Veo la montaña del ÁVILA
en todas partes.
La llevo en mi imaginación,
La presiento mientras recorro un camino.
Mi olfato se deja llevar por el encanto
de su fragancia,
mi instinto se estremece
cuando paso frente al Aconcagua
y mi mente la escala como
si trepara la ensenada avileña.
Su verdor, su fauna bullanguera,
el ruido placentero de sus riachuelos
me hacen pensar que veo mi montaña
cuando se atraviesa ante mi vista El Everest.

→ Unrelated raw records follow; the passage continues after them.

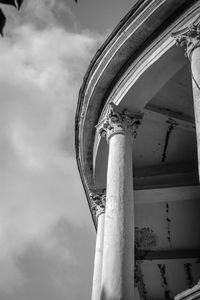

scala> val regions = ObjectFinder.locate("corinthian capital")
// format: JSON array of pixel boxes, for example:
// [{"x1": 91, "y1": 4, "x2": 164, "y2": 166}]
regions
[
  {"x1": 89, "y1": 191, "x2": 106, "y2": 218},
  {"x1": 171, "y1": 17, "x2": 200, "y2": 59},
  {"x1": 96, "y1": 103, "x2": 143, "y2": 141}
]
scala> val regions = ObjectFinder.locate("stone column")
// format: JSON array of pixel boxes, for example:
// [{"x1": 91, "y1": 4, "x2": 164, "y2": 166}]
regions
[
  {"x1": 172, "y1": 17, "x2": 200, "y2": 176},
  {"x1": 97, "y1": 104, "x2": 141, "y2": 300},
  {"x1": 90, "y1": 192, "x2": 106, "y2": 300}
]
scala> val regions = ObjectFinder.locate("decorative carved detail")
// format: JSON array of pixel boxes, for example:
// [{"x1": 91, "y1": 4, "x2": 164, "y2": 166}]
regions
[
  {"x1": 96, "y1": 103, "x2": 143, "y2": 141},
  {"x1": 89, "y1": 191, "x2": 106, "y2": 218},
  {"x1": 171, "y1": 16, "x2": 200, "y2": 59}
]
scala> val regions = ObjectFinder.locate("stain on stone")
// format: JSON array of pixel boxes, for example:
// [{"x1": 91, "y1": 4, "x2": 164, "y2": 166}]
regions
[
  {"x1": 158, "y1": 264, "x2": 167, "y2": 286},
  {"x1": 161, "y1": 119, "x2": 177, "y2": 162},
  {"x1": 135, "y1": 227, "x2": 157, "y2": 251},
  {"x1": 166, "y1": 203, "x2": 172, "y2": 248},
  {"x1": 184, "y1": 263, "x2": 194, "y2": 288},
  {"x1": 157, "y1": 264, "x2": 172, "y2": 300},
  {"x1": 135, "y1": 261, "x2": 147, "y2": 300},
  {"x1": 164, "y1": 290, "x2": 172, "y2": 300}
]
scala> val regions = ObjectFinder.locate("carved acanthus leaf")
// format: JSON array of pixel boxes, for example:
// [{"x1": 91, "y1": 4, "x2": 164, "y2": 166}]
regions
[
  {"x1": 96, "y1": 103, "x2": 143, "y2": 141},
  {"x1": 171, "y1": 17, "x2": 200, "y2": 59}
]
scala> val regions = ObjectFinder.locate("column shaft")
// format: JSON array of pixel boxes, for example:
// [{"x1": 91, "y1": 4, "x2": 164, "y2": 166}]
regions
[
  {"x1": 101, "y1": 133, "x2": 134, "y2": 300},
  {"x1": 91, "y1": 213, "x2": 105, "y2": 300},
  {"x1": 191, "y1": 47, "x2": 200, "y2": 175}
]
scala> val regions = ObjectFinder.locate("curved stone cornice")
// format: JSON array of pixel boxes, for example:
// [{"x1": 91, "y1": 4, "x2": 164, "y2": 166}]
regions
[
  {"x1": 75, "y1": 0, "x2": 197, "y2": 226},
  {"x1": 89, "y1": 191, "x2": 106, "y2": 219},
  {"x1": 96, "y1": 103, "x2": 143, "y2": 142},
  {"x1": 171, "y1": 16, "x2": 200, "y2": 59}
]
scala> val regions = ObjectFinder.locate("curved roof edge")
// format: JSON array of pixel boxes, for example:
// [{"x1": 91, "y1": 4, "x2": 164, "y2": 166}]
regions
[{"x1": 75, "y1": 0, "x2": 197, "y2": 223}]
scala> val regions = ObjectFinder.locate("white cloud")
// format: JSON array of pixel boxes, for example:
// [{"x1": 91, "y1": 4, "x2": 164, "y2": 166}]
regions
[{"x1": 0, "y1": 1, "x2": 100, "y2": 291}]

Mi paladar saborea su cercanía con los Ojos del Salado,
la tanteo con la punta de mi lengua
pero no sabe igual.
Su recuerdo me quema
con esas llamaradas de nostalgia,
por eso girando en torno al Teide
siento su calor, su brisa apacible
y advierto a ese papagayo multicolor
que vuela sobre mi cabeza.
Un crepúsculo moribundo
se estrella sobre sus gigantes
piedras que aguardan
la llegada de otro deslave,
para bajar desquiciadamente
a cobrarle a los inocentes
los crímenes de los depredadores.
Una bruma negruzca es cómplice
tratando de encubrir
las aguas afeadas del Guaire,
ese espejo de fachadas pestilentes
con marquesinas de quebradas.
Miro una gráfica del Himalaya
y me digo, ¡más grandioso es mi cerro
aún, cuando gime mientras lo incendian!
Sus cálidas laderas, sus coquetas faldas
y su mágico valle, desafían a Los Alpes.
¡Gana mi Avila!, siempre,
por señorial, por su espléndida
cima desde donde soy testigo
de la sumisión de la gente ante su pie.